ポタフェス2016で最大級の注目を集めていたのは、ハウジングに「ONKYO」のロゴが輝く耳栓型Bluetoothイヤホン「W800BT」。右ユニットが親機、左ユニットが子機という位置づけの完全ワイヤレス型で、Bluetooth信号はプレーヤー→右ユニット→左ユニットという経路で伝送される。きょう体には8.6mm径のダイナミックドライバーを1基搭載。きょう体は、完全ワイヤレスイヤホンの先駆け「EARIN」よりもやや大きいが、スタビライザーを耳にきちんとはめ込むと安定して装着できた。

W800BT

充電はUSBケーブルを装備した携帯用ケースで行う。イヤホン本体の連続再生時間は3時間だが、ケースの内蔵バッテリーは5回までのフル充電に対応。ケースには充電可能な回数を表す5つのインジケーターを装備している。ブース担当者は「ケースが大きいという指摘もあるんですがね……」とこぼしていたが、USBケーブルを標準装備している点と外出先でも5回までフル充電できる点を考慮すると、機能的なメリットのほうが勝るかも、という印象だ。

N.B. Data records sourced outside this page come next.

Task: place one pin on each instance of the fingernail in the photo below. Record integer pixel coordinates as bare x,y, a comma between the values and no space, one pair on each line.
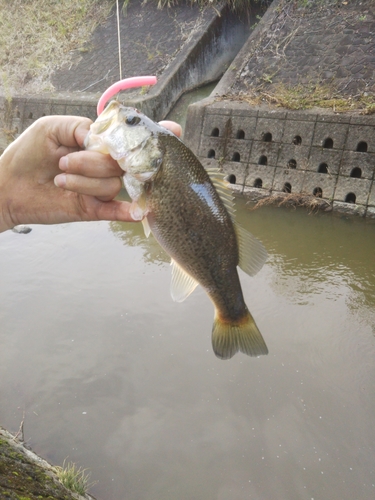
63,164
60,180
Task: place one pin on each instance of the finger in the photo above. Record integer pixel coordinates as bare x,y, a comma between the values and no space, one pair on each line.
172,126
90,164
68,131
104,189
114,211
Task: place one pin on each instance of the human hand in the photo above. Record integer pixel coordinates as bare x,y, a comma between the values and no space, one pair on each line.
34,191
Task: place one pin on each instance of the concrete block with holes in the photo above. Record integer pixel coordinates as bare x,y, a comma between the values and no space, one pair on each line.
361,138
211,147
291,156
324,160
352,190
330,135
298,132
321,185
264,153
269,130
371,198
288,181
214,125
243,127
237,150
260,176
235,173
358,165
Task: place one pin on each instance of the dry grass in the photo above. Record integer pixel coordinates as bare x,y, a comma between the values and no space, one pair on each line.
308,97
295,200
37,36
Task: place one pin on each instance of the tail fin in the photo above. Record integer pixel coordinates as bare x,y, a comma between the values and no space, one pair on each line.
227,339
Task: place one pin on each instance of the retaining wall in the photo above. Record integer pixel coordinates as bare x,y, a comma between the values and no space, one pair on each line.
331,156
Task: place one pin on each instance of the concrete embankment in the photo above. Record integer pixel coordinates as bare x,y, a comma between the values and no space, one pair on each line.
266,149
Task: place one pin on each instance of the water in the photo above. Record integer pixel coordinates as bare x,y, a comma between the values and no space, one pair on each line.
113,375
108,372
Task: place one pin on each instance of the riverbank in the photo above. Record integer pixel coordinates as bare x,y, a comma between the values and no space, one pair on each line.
26,476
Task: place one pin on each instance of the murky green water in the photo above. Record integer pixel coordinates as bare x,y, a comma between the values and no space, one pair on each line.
113,375
118,378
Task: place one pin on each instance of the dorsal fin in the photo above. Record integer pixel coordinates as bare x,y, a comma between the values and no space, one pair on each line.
182,284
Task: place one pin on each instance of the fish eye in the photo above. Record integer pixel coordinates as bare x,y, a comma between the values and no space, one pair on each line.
132,120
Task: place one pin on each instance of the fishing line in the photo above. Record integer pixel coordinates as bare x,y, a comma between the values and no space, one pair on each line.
119,38
127,83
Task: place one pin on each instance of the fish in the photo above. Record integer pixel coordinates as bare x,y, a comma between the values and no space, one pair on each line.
191,213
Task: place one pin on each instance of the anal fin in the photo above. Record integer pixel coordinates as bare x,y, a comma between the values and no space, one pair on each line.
182,284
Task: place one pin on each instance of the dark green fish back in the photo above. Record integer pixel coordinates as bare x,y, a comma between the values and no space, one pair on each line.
189,219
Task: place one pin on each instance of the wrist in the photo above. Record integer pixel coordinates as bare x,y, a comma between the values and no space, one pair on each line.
5,217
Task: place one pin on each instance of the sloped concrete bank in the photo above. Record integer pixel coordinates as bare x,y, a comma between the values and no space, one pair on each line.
185,47
26,476
267,150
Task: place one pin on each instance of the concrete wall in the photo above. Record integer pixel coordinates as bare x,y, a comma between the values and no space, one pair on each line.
328,155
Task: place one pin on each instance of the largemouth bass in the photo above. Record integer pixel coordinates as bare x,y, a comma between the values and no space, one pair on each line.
190,212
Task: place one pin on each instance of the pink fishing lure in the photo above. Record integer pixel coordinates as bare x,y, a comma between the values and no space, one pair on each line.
127,83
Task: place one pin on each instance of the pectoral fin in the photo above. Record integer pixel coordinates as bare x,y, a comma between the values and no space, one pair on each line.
252,253
182,284
146,227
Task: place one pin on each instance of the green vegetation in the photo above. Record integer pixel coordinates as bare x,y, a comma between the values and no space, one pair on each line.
37,36
73,478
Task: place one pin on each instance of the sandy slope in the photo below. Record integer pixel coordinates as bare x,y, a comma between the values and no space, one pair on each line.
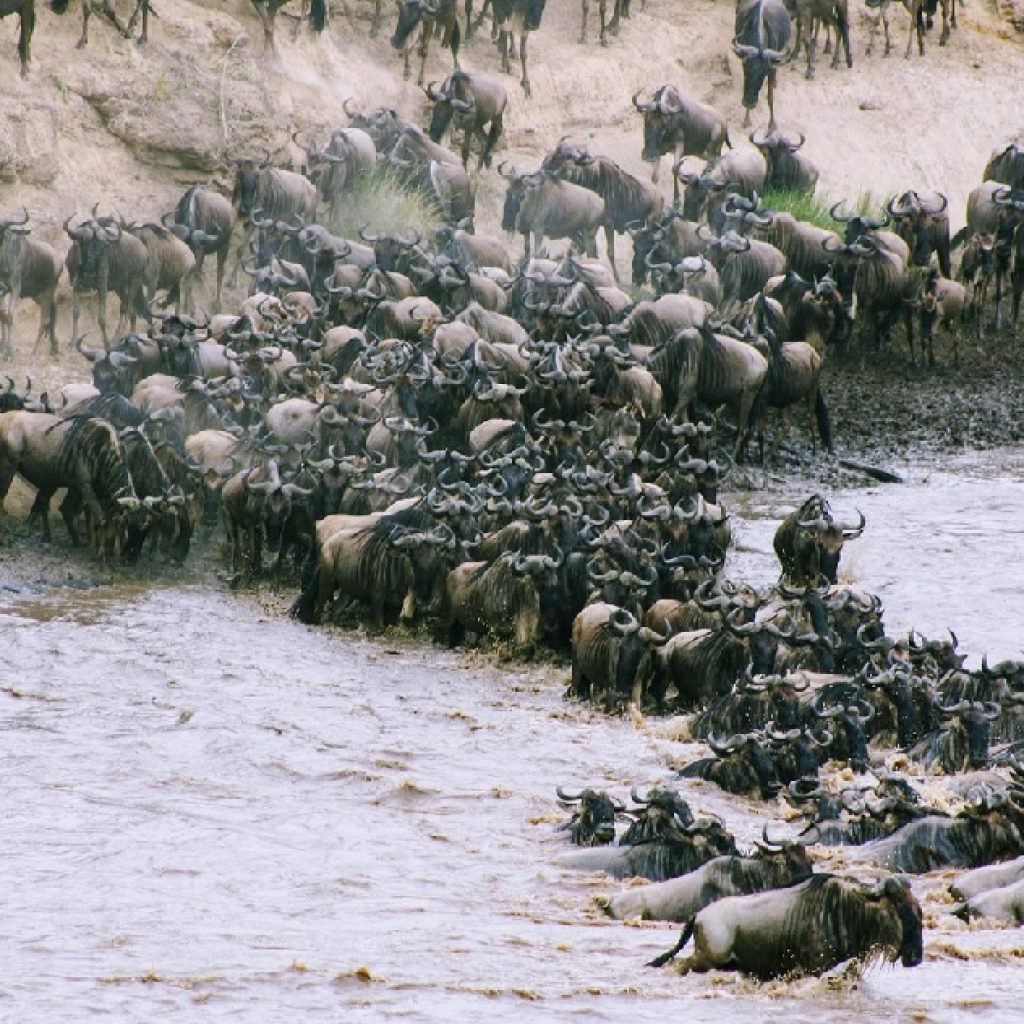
129,126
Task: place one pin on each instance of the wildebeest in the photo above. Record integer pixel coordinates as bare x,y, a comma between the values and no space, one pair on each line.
430,15
474,104
698,366
771,866
540,206
922,221
278,194
788,169
26,10
593,823
628,200
805,929
678,850
969,840
103,257
204,220
82,454
611,654
760,39
809,543
835,15
267,10
1007,165
676,123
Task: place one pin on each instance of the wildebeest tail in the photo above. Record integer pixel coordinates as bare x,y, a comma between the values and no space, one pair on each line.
823,420
697,769
302,607
684,937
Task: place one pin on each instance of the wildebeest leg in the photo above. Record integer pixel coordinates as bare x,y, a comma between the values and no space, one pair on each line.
609,245
86,13
425,36
7,326
71,508
522,60
28,27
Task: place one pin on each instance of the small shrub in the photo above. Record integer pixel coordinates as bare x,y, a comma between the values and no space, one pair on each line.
385,203
815,210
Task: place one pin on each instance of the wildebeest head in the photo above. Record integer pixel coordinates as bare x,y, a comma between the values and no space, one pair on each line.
784,862
454,98
747,751
594,822
896,892
660,810
89,252
247,177
410,14
659,121
564,157
515,193
758,64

携帯用ケース。外周をぐるりと囲む赤い線は、標準装備された充電用USBケーブル

実際のサウンドは、Bluetooth接続を思わせないフラットなもの。価格や発売日は未定だが、年内のリリースを目指して調整しているという。そのほかの仕様は、Bluetoothのバージョンが4.1、対応コーデックがSBC、再生周波数帯域が6Hz~22kHz、インピーダンスが16Ω、出力音圧レベルが107dB。

人気モデル「E700M」の上位機種

未発表の耳かけイヤホン「E900M」も参考出品。2015年11月に発売された「E700M」の上位機種と位置づけられており、こちらも価格や発売日は未定となっている。

E900M。ケーブルは着脱式で、耳にかけて装着する

BAドライバー×2基と6mm径のダイナミックドライバー×1基を組み合わせたハイブリッド型・3ウェイ構成を採用。E700Mユーザーの「高域の伸びは優秀だが、中域と低域がもっと欲しい」という声を受け、サウンドを調整したという。

実際の音はかなりまとまりがよく、非常に聴きやすい。E700Mから強化された低域が全体の音をきちんと支えているので、あらゆるジャンルの曲を安定したクオリティで再現できるという印象だ。E700Mのびやかな高域を生かしつつ、中域・低域の底上げを図った本機は、上位機種をうたうにふさわしいといえる。ケーブルは着脱式で、端子はMMCX。そのほかの仕様は、再生周波数帯域が5Hz~40kHz、インピーダンスが16Ωとなっている。

桐製ヘッドホンがアップデート

桐製のヘッドホン

春のヘッドフォン祭 2016でレポートした桐製ヘッドホンが、改良を加えられてまた現れた。ハウジング内部に和楽器と同様の「綾杉彫り」「鱗彫り」「亀甲彫り」を施していること、CNF(セルロースナノファイバー)振動板を使用していることに変更はないが、新たに2点を調整したという。

ハウジング内部に、琴などにみられる「綾杉彫り」や、和太鼓に使われる「鱗彫り」「亀甲彫り」を施している

「セルロースナノファイバー」を使用した振動板は堅さと軽さを両立

ひとつ目は、ハウジング表面のコーティングに「セラックニス」を採用したこと。「ラック虫」と呼ばれる昆虫の分泌液から作られたもので、非常に薄く塗れて音を殺さない性質を持つという。二つ目は振動板のエッジを薄くしたこと。エッジを薄くし、振動板の動きの幅を広げることで、低域を出しやすい設計にしている。

CNF振動板のエッジが薄くなった

改めて試聴してみたが、やはり筆者にはギターが琴に、ドラムが和太鼓に聴こえてならない。先入観のせいも大いにあるだろうが、タンバリンが鈴っぽく聴こえることも新たに発見した。ただし、全体的な音の艶感は、4月に試聴したときよりも増している。低域が向上したせいか、安定感やしなやかさ、音源の厚みをきちんと表現できるようになっており、前のバージョンより格段に「製品」っぽくなっていた。こちらも価格や発売日は未定だが、2017年3月までのリリースを目指しているとのこと。期待して待ちたい。